Let Code Day21 Starting from Zero "448. Find All Numbers Disappeared in an Array"

Overview

It seems that coding tests are conducted overseas in interviews with engineers, and in many cases, the main thing is to implement specific functions and classes according to the theme.

As a countermeasure, it seems that a site called Let Code will take measures.

A site that trains algorithmic power that can withstand coding tests that are often done in the home.

I think it's better to have the algorithm power of a human being, so I'll solve the problem irregularly and write down the method I thought at that time as a memo.

Leetcode

Leet Code Table of Contents Starting from Zero

Last time Leet Code Day20 "134. Gas Station" starting from zero

Basically, I would like to solve the easy acceptance in descending order.

Twitter I'm doing it.

problem

448. Find All Numbers Disappeared in an Array

The difficulty level is easy. One of the Top 100 Liked Questions.

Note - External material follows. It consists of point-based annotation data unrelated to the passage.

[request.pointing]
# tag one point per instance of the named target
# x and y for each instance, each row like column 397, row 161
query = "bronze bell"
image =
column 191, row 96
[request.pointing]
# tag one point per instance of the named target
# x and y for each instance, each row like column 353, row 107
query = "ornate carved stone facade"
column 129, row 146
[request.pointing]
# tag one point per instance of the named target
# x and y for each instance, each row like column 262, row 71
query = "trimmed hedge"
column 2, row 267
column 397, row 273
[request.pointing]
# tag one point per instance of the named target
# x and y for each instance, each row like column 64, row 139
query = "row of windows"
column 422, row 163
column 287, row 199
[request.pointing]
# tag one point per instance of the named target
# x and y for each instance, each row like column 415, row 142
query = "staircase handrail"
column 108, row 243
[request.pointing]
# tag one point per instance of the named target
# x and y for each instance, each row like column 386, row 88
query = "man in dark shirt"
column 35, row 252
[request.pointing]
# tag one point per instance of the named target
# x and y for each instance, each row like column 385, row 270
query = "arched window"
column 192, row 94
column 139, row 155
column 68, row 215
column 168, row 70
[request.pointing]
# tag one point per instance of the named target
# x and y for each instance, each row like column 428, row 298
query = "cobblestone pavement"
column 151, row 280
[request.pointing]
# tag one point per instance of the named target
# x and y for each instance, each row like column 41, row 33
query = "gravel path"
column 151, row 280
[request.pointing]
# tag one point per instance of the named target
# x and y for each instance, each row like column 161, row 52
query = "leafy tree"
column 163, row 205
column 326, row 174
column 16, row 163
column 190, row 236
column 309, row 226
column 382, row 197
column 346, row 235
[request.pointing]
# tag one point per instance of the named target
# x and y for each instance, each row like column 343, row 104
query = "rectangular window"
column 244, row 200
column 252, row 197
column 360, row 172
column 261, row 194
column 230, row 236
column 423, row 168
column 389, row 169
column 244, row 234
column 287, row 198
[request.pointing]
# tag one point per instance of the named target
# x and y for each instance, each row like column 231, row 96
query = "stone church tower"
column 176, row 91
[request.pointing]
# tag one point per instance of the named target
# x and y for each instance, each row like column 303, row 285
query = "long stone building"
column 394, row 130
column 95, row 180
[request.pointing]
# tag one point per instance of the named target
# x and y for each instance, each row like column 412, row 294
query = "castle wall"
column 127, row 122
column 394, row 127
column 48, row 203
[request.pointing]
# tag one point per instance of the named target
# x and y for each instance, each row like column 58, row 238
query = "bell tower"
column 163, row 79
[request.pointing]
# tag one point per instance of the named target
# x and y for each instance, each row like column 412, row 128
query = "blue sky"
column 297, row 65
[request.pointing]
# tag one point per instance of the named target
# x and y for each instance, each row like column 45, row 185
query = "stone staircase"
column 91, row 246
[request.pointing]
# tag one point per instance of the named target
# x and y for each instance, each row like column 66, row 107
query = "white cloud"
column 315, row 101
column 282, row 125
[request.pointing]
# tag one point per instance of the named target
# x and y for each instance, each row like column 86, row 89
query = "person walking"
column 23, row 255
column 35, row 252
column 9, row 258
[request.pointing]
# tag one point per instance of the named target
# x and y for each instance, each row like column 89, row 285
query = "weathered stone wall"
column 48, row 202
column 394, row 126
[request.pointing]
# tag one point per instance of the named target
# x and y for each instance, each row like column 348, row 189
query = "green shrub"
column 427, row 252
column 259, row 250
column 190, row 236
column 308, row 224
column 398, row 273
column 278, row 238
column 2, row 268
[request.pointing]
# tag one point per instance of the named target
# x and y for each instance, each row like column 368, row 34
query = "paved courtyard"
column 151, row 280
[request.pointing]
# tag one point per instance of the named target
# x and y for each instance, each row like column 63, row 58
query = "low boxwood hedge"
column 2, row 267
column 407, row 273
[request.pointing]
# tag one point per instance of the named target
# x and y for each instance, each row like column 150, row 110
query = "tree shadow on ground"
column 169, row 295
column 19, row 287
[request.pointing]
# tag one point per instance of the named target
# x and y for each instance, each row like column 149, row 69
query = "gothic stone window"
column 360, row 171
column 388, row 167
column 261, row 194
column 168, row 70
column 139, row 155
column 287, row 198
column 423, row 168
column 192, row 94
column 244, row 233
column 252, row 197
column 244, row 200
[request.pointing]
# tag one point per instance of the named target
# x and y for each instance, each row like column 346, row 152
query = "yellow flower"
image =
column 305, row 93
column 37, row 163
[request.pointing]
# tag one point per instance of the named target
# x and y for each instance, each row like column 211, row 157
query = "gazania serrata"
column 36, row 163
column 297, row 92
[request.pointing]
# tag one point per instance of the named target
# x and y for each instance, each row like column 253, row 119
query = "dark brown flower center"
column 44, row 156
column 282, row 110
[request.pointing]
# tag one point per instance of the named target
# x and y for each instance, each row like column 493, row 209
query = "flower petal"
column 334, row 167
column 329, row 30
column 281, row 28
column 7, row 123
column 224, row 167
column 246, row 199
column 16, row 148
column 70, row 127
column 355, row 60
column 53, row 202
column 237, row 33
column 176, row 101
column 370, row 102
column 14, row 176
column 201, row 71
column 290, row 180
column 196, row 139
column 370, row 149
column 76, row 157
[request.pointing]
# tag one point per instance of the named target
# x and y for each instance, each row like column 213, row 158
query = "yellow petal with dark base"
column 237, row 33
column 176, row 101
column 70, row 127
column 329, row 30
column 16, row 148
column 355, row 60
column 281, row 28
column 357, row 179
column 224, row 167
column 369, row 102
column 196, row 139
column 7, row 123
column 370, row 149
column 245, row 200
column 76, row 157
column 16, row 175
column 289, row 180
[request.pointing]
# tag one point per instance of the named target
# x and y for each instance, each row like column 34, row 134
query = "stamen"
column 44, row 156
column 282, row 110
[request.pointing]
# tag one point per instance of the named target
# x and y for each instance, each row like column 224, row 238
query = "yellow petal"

The number of easy questions in the Top 100 Liked Questions has decreased considerably.

Given an array of integers where 1 ≤ a [i] ≤ n (n is the size of the array), some elements will appear twice and others will appear once.

Find all the elements that are not visible in this given array.

Input: [4,3,2,7,8,2,3,1]

Output: [5,6]

Since the non-existent values between 1 and 8 are 5 and 6, those two are returned.

solution

The first implementation this time is to sort the array, compare the sorted array with the original array, and add it to the array that returns a non-existent value.

class Solution:
    def findDisappearedNumbers(self, nums: List[int]) -> List[int]:
        num,ans = set(sorted(nums)),[]
        for i in range(1,len(nums)+1):
            if i not in num:
                ans.append(i)
        return ans
# Runtime: 464 ms, faster than 11.82% of Python3 online submissions for Find All Numbers Disappeared in an Array.
# Memory Usage: 23.7 MB, less than 7.14% of Python3 online submissions for Find All Numbers Disappeared in an Array.

However, it's not very fast, and it doesn't save that much memory consumption. So this time I tried to implement it elsewhere.

class Solution:
    def findDisappearedNumbers(self, nums: List[int]) -> List[int]:
        for num in nums:
            ans = abs(num) - 1
            if nums[ans] > 0:
                nums[ans] *= -1
        return [i+1 for i in range(len(nums)) if nums[i] > 0]
# Runtime: 380 ms, faster than 63.11% of Python3 online submissions for Find All Numbers Disappeared in an Array.
# Memory Usage: 21.5 MB, less than 17.86% of Python3 online submissions for Find All Numbers Disappeared in an Array.

It has improved a little. The latter gets ʻabs to get the absolute value, and if nums [ans] is greater than zero, substitutes nums [ans] for the value lacking -1 in nums [ans] . .. Finally, I wrote it by getting the length of nums in the comprehension notation, doing i + 1 if nums [i]> 0`, and finally returning.

Because of the simple processing, it is interesting to think that the amount of calculation etc. will change greatly with just one writing method.

If there is a good answer, I will add it.